Shareholders and agents of corporate frauds
February 28, 2022749 views0 comments
By SOLA ONI
Sola Oni, an integrated communications strategist, Chartered Stockbroker and Commodities Broker, is the Chief Executive Officer, Sofunix Investment and Communications. You can reach him at onisola2000@yahoo.com
Elated shareholders of Cadbury Nigeria PLC woke up on Friday, April 11, 2008 to discover that they had bought the company’s shares on the basis of a cooked audited financial statement. The African leading maker of confectionery overstated its accounts by a whopping N13.25 billion through stock buyback, cost deferrals, trade loading and false stock certificates of suppliers to manipulate its reports that were filed with SEC and The Nigerian Exchange (now NGX) and issued to the public. On that fateful day, the SEC fined the company, N21.2 million and its share price tumbled by 68 percent, from N57 before the fraud to N34 on The Exchange. I was then The Exchange’s spokesman and the story made headlines. Cadbury Nigeria fired its respected managing director, Bunmi Oni, regarded as an apostle of corporate governance, shortly after it was discovered that he connived with the external auditors, the company registrars, some directors and staff of the company to doctor the account. The sordid deed hurt Cadbury’s British parent company, and there was a mass sack up to directors’ level. This is the outcome of creative accounting.
Global history is replete with corporate failures. In October 2021, America’s seventh largest company, Enron, suffered reputational damage through accounting fraud in which its shareholders lost $74 billion, leading up to its bankruptcy. Its employees lost their jobs.
The issue of corporate fraud in Nigeria is not limited to Cadbury. In the recent past, Cresta Bank, Intercontinental Bank and Oceanic Bank, among others, were rocked by financial scandals. Last year, the World Bank debarred nine Nigerian individuals and firms from executing any contract with it due to corporate governance issues, including corruption, fraud and collusive practices. World Bank’s president, David Malpass, said: “The World Bank Group is firmly committed to placing governance, anti-corruption, and transparency front and centre in our work.”
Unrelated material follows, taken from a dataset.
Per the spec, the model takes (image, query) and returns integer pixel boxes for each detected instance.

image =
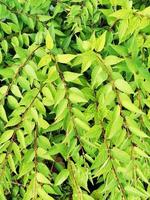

At the basic level, creative accounting is a practice that follows normal accounting principles, required laws and associated regulations, but subtly presented in a clear deviation from what the normal standards intend to achieve. At the centre of every corporate fraud are the board, management, auditors and other parties that have some roles to play in a company’s financial report. A creative account is a major risk to investment decisions, especially when it is based on fundamental analysis, which includes a thorough review of a company’s financial statement among other variables. Globally, many companies present a false trajectory of strong earnings and robust dividend payout to attract unsuspecting shareholders, lending institutions, investment advisers and other users of financial statements, perhaps apart from the government because of tax evasion. Innocent shareholders and other stakeholders are at the receiving end of fishy accounts. Companies’ share prices that were driven by phony financial statements on the securities market fall to their normal level upon discovery. It is a market of equity, justice and fair play.
Reuters published a story with the title: “UK watchdog says all top accountants fail audit quality test.” By the story, the financial reporting council (FRC) of United Kingdom announced that all Britain’s leading four accounting firms — EY, KPMG, Deloitte, and PwC alongside with BDO, Grant Thornton and Mazars from the next tier down, failed to hit a target of 90 percent of audits reviewed by the regulator. “Only 75% of the sample of audits from among Britain’s 350 top listed companies for the year ending December 2017 met the 90%; target overall as accountants failed to challenge information clients gave to them,” according to Reuters.
Britain’s experience is a wakeup call for the Financial Reporting Council of Nigeria (FRC). There is a knowledge gap in the practice of audit in Nigeria. Many accountants have not fully grasped the application of International Financial Reporting Standards (IFRS). Corporate governance challenges still characterize many companies’ board and management. Auditors should exercise diligence and professionalism to win public confidence in the audited accounts. Every company should change its auditors after three years to avert much familiarity with the management to avert connivance to falsify accounts for monetary reward. This can be addressed through a review of the Companies and Allied Matters Act (CAMA). There should be stiff penalties for an audit firm involved in accounts scandals. But are auditors independent? Are they not at the mercy of the executives who can hire and fire? Often, there is no linear relationship between the fees charged by an audit firm and its professional duties? An extraordinary professional fee makes an audit firm subservient to the company’s executives. Nigeria’s FRC should do a lot more to enforce the codes of conduct on the auditors to save the prestigious profession from integrity issues.